The $2.2 billion artificial sweeteners industry, which seeks to help people lose weight, may be contributing to type 2 diabetes, according to researchers from the University of South Australia.
A recently published review led by Professor Peter Clifton, of the University of South Australia, revealed that people who use low-calorie sweeteners (LCS) are more likely to gain weight, which is the exact opposite of what consumers expect, despite controlled clinical trials showing that artificial sweeteners do lead to weight loss.
According to Clifton, low calorie sweeteners are used in place of sucrose, glucose and fructose, which have an intense sweet flavour without the calories, but recent studies have highlighted potential adverse health effects. He noted that there has been a 200 percent increase in LCS usage among children and a 54 percent increase among adults in the past 20 years.
Clifton explained that a United States study of about 5158 adults over a seven-year period found that those who consumed large quantities of artificial sweeteners gained more weight than non-users.
“Consumers of artificial sweeteners do not reduce their overall intake of sugar. They use both sugar and low-calorie sweeteners and may psychologically feel they can indulge in their favourite foods. Artificial sweeteners also change the gut bacteria which may lead to weight gain and risk of type 2 diabetes,” he said.
According to other findings by the professor, artificially sweetened beverages (ASB) are also linked with increased risks of death and cardiovascular disease, strokes and dementia among older people, but its clarity is not ascertained.

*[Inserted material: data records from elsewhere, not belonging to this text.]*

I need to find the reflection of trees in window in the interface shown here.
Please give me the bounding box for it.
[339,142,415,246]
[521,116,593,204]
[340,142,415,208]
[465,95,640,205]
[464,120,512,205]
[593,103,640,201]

Clifton cited 13 studies, which investigated the effects of ASB intake on the risk of type 2 diabetes, all of which found either no link or a positive one. One of the studies found that substituting ASB for sugar-sweetened beverages or fruit juices was associated with a five to seven percent lower risk of type 2 diabetes.
“A better option than low-calorie sweeteners is to stick to a healthy diet, which includes plenty of whole grains, dairy, seafood, legumes, vegetables and fruits and plain water,” Clifton said.